CDK Entest

Introduction#

Build a Basic ML Pipeline with SageMaker Pipeline and integrate with CodePipeline.

Option 1. Create a ML pipeline by sagemaker pipeline
Option 2. Create a ML pipeline by stepfunctions

Architecture

aws_devops-sagemaker drawio(4)

GitHub

Option 1. SageMaker Pipeline#

The sagemaker_pipeline.py creates a sagemaker pipeline. It consits of multiple steps/functions.

create a processing step for preprocessing data. This process data and split into test, train, validation datasets and store in the default sagemaker S3 bucket.

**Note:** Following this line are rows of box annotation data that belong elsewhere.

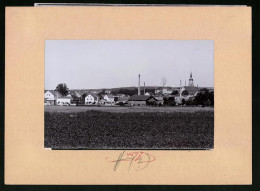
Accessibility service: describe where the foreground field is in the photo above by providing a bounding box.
[44,106,214,113]
[44,106,214,149]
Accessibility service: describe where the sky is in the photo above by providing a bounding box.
[45,40,214,89]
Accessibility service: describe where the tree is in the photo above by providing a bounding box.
[55,83,69,96]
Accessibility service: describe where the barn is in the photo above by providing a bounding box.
[128,95,157,106]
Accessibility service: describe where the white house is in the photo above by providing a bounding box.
[85,93,99,104]
[104,94,115,101]
[144,92,154,96]
[56,96,72,105]
[44,90,62,105]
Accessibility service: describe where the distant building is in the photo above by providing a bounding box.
[154,95,164,105]
[181,86,199,96]
[56,95,72,105]
[44,90,62,105]
[104,94,115,101]
[85,93,99,104]
[105,90,111,94]
[144,92,154,96]
[188,72,194,87]
[128,95,157,106]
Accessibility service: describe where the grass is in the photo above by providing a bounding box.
[44,106,214,149]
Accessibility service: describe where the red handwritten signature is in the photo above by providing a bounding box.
[106,151,156,172]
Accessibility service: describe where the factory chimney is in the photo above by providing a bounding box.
[138,74,141,95]
[180,80,181,97]
[144,82,145,95]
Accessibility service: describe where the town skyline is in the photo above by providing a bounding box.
[45,40,214,89]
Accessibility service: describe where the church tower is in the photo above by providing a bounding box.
[189,72,194,86]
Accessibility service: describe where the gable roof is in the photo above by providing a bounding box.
[87,92,99,99]
[129,95,157,101]
[45,90,62,98]
[183,86,199,95]
[145,92,154,95]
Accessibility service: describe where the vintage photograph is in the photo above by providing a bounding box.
[44,40,214,150]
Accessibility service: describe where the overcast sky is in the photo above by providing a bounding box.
[45,40,214,89]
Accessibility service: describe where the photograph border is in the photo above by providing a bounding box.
[0,0,260,190]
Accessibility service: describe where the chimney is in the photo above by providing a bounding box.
[138,74,141,95]
[179,80,181,97]
[144,82,145,95]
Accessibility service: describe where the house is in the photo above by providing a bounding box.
[85,93,99,105]
[181,86,199,96]
[70,91,82,104]
[104,94,115,101]
[116,96,130,105]
[44,90,62,105]
[105,90,111,94]
[154,96,164,106]
[128,95,157,106]
[162,88,173,94]
[144,92,154,96]
[56,95,73,105]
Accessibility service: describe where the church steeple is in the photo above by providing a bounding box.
[189,72,194,86]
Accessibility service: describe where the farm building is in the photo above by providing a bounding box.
[144,92,154,96]
[56,96,72,105]
[128,95,157,106]
[181,86,199,96]
[104,94,115,102]
[116,96,130,105]
[44,90,62,105]
[154,96,163,105]
[85,93,99,104]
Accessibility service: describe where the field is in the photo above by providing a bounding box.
[44,106,214,149]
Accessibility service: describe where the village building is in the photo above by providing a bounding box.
[116,96,130,105]
[56,94,72,105]
[154,95,164,106]
[105,90,111,94]
[85,93,99,105]
[128,95,157,106]
[44,90,62,105]
[180,73,199,97]
[104,94,115,101]
[144,92,154,96]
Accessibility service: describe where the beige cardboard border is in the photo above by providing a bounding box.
[5,6,252,185]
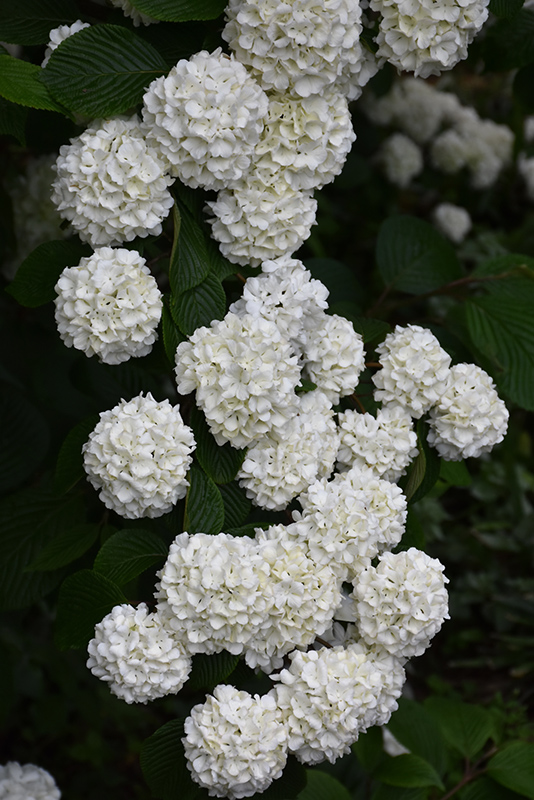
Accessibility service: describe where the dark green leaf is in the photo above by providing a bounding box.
[0,55,65,114]
[172,274,226,336]
[41,25,167,117]
[187,650,239,690]
[0,381,49,492]
[0,0,78,45]
[26,523,100,572]
[132,0,226,22]
[376,215,462,294]
[190,406,246,483]
[55,569,128,650]
[54,414,100,494]
[6,238,91,308]
[488,742,534,800]
[425,697,493,758]
[94,528,168,586]
[184,466,224,533]
[375,753,444,789]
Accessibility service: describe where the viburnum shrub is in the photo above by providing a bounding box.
[0,0,534,800]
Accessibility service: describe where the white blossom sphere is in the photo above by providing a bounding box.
[182,684,287,800]
[87,603,192,703]
[52,116,174,247]
[370,0,488,78]
[222,0,362,97]
[175,312,300,447]
[206,171,317,267]
[337,405,418,481]
[143,48,268,189]
[82,392,195,519]
[373,325,451,419]
[428,364,509,461]
[55,247,163,364]
[353,547,449,659]
[0,761,61,800]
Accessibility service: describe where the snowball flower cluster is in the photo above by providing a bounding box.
[428,364,509,461]
[83,393,195,519]
[143,48,268,189]
[0,761,61,800]
[353,547,449,659]
[87,603,192,703]
[182,684,287,800]
[52,116,173,247]
[55,247,163,364]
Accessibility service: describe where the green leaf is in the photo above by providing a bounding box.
[0,55,65,114]
[375,753,445,789]
[54,414,100,494]
[93,528,168,586]
[425,697,493,759]
[55,569,128,650]
[297,769,351,800]
[0,0,78,45]
[6,239,91,308]
[184,465,224,534]
[172,274,226,336]
[0,489,79,609]
[187,650,239,690]
[131,0,226,22]
[41,25,167,117]
[190,406,246,483]
[140,719,200,800]
[26,523,100,572]
[488,742,534,800]
[376,215,462,294]
[0,381,50,492]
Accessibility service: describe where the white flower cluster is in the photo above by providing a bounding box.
[0,761,61,800]
[55,247,163,364]
[83,393,195,519]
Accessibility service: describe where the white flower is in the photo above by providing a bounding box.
[87,603,192,703]
[370,0,488,78]
[55,247,163,364]
[353,547,449,658]
[0,761,61,800]
[337,405,418,481]
[296,467,407,580]
[143,47,268,189]
[182,684,287,800]
[41,19,91,67]
[82,393,195,519]
[157,533,269,655]
[304,314,365,405]
[377,133,423,189]
[176,312,300,447]
[428,364,509,461]
[373,325,451,419]
[222,0,362,97]
[274,644,405,764]
[254,89,356,190]
[206,172,317,266]
[237,390,339,511]
[52,116,173,247]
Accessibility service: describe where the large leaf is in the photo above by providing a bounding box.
[55,569,128,650]
[0,0,78,45]
[6,239,91,308]
[94,529,168,586]
[376,215,462,294]
[41,25,167,117]
[0,55,65,114]
[131,0,226,22]
[184,466,224,534]
[488,742,534,800]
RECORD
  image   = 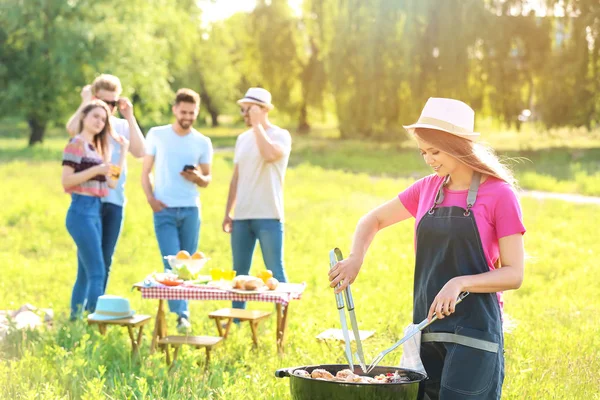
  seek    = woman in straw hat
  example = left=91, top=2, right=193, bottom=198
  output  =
left=329, top=98, right=525, bottom=399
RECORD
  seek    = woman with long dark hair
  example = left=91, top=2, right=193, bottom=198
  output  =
left=329, top=98, right=525, bottom=400
left=62, top=100, right=129, bottom=320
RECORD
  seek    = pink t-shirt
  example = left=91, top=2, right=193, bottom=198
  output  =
left=398, top=174, right=525, bottom=306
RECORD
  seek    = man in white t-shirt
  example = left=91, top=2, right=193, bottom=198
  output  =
left=67, top=74, right=145, bottom=293
left=223, top=88, right=292, bottom=308
left=142, top=88, right=213, bottom=333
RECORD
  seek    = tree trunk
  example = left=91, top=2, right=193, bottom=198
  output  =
left=27, top=117, right=46, bottom=146
left=298, top=102, right=310, bottom=135
left=209, top=110, right=219, bottom=128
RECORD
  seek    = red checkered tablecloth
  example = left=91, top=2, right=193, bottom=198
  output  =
left=134, top=283, right=306, bottom=305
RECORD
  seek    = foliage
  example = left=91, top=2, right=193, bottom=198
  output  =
left=0, top=131, right=600, bottom=400
left=0, top=0, right=600, bottom=142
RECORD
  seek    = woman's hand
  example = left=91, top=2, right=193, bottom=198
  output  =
left=427, top=277, right=463, bottom=321
left=329, top=254, right=363, bottom=294
left=93, top=163, right=110, bottom=176
left=223, top=215, right=233, bottom=233
left=115, top=134, right=129, bottom=153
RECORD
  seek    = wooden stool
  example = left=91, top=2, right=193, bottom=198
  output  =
left=88, top=314, right=151, bottom=355
left=158, top=336, right=223, bottom=368
left=208, top=308, right=271, bottom=346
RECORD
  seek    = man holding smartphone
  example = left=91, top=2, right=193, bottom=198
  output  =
left=223, top=88, right=292, bottom=316
left=67, top=74, right=145, bottom=293
left=142, top=89, right=213, bottom=333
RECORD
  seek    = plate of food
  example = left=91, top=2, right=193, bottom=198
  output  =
left=153, top=272, right=183, bottom=286
left=165, top=250, right=210, bottom=281
left=224, top=286, right=269, bottom=294
left=184, top=275, right=211, bottom=286
left=226, top=275, right=278, bottom=294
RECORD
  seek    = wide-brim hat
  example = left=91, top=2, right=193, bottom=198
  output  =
left=404, top=97, right=480, bottom=141
left=237, top=88, right=275, bottom=110
left=88, top=294, right=135, bottom=321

def create_process_step() -> ProcessingStep:
    """
    create process step for pre-processing data
    """
    sklearn_processor = SKLearnProcessor(
        framework_version="0.23-1",
        instance_type="ml.m5.xlarge",
        instance_count=processing_instance_count,
        base_job_name="sklearn-abalone-process",
        role=role
    )
    step_process = ProcessingStep(
        name="AbaloneProcess",
        processor=sklearn_processor,
        inputs=[
            ProcessingInput(
                source=input_data_uri,
                destination="/opt/ml/processing/input"
            ),
        ],
        outputs=[
            ProcessingOutput(
                output_name="train",
                source="/opt/ml/processing/train",
            ),
            ProcessingOutput(
                output_name="validation",
                source="/opt/ml/processing/validation"
            ),
            ProcessingOutput(
                output_name="test",
                source="/opt/ml/processing/test"
            )
        ],
        code="preprocessing.py"
    )
    return step_process

create a training step. The container in this step will train a xgboost algorithm with test, train, validation datasets from the previous step. Then it will save model data to the defaul S3 bucket. Next step, we will build a model from the data model.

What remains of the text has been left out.